As we left the doctor’s office, we started having trouble with our insurance. Now, first, let me say that I am grateful we have it. So many don’t, and it would have been very financially painful. However, when you do have it, it should work! They shouldn’t randomly decide not to pay the doctor because they “have a question about alternate coverage.” If it is so dang important that you are willing to NOT pay for services already rendered (they hadn’t paid for his birthday visit or his November well visit yet), then pick up the phone and call me to ask your stupid question! Don’t just leave a message for me with the doctor’s office (who also should have called me, IMO; it’s possible they would have, and I just showed up before they had a chance to; this was our third visit in four weeks!) and hope I come in sometime to get it resolved.

Then, I get to the pharmacy, where I expect the prescription to have already been filled, since it had been sent electronically. The pharmacist confirms they have received it, but they have a call in to the doctor to confirm the dosage. “This dose is too high for a 7 year old child. How much does he weigh?” In fact, they weighed him this morning at the office, I’m sure so they could indeed get an accurate dosage if such a thing was needed. He weighs 65 pounds. “Let me run the numbers.” [pause while she works the calculator] “Well, that is the maximum dose he can take, but it is within the proper limits. I’ll go ahead and fill it.” Thank you so much for taking my word for it!

Then she tries to run it through the insurance, who refuses to fill it because, you guessed it, the dosage is too high for a 7 year old child! In between this time, the doctor’s office had returned the call to the pharmacist, so she didn’t just have to take my word for it when justifying it to the insurance company, who thankfully was willing to take her word for it that the doctor had confirmed the child’s weight. (Now I’m just waiting for the letter in the mail from the insurance company telling me to get my “overweight” child on a diet. ::grumble::) An hour later, I finally left with the awful nasty Augmentin, which is the “white medicine” Luke always fearfully asks about each time he gets a new prescription. It is foul stuff, but the bubble gum flavoring that Target adds is a tremendous help. He also hasn’t had it in a couple of years now. Here’s hoping 2-3 years of maturity will help the medicine go down a little better.
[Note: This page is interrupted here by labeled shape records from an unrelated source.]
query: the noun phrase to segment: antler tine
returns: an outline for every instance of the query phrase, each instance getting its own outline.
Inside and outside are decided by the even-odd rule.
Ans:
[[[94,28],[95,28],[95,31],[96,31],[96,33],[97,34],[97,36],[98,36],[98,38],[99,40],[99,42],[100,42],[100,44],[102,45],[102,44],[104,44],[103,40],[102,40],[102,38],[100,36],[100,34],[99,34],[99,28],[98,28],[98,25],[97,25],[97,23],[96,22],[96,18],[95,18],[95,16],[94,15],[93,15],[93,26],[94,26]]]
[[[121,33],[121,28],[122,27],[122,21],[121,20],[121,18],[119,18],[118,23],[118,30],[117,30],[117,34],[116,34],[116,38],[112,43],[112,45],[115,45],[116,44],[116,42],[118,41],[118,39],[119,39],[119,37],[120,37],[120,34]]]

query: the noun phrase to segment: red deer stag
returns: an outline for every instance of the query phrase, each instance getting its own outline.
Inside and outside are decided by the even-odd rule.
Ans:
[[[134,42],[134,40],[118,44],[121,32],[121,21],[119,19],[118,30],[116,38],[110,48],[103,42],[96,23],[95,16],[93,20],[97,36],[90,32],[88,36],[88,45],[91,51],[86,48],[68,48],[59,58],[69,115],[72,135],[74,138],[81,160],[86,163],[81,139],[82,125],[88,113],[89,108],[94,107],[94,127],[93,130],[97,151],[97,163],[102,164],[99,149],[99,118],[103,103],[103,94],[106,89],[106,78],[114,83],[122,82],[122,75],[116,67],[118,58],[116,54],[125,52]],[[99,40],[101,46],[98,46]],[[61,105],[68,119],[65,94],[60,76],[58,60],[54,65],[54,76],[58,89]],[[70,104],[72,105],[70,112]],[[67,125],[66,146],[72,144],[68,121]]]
The doctor did warn us that the swelling and redness will get worse when he sleeps. He was also rubbing both eyes constantly. I tried explaining that he didn’t need to rub both eyes since they would both end up infected, but he’s only 7. Sure enough, by this morning, both eyes were infected. Both were swollen, the originally injured eye was crusted over again, and both eyes were bloodshot. But, he had been on antibiotics for 24 hours (well, okay, 21 hours), which means he met school requirements for going back, plus the doctor said it was okay, so I sent him with a note to his teacher. All is well, right? Ha!

The kids are held in the cafeteria until 7:30, when they are released to their classrooms. My phone was ringing by 7:40 with a call from the school nurse. He hadn’t even made it to class with the note; the principal herself had pulled him out of the lunchroom and sent him straight to the nurse. Both women were borderline hysterical, terrified he had viral pink eye. I explained what the doctor had said, that it was bacterial and not viral, that I had expressly confirmed with the doctor that it was okay for him to return, and that he did meet the school district’s own requirements about being on antibiotics for a day before returning. “And you’re sure it’s bacterial? Viral pink eye is something we almost consider evacuating the school for.” According to the doctor, yes. I even gave her the doctor’s phone number if she wanted to verify my story. Just please let him stay at school! She agreed that those 3 hours were negligible and we had met the requirements, so she allowed him to stay. Hopefully things will be much better by Monday and no one else will panic.

Whew!! Let’s not repeat this exercise any time soon, shall we?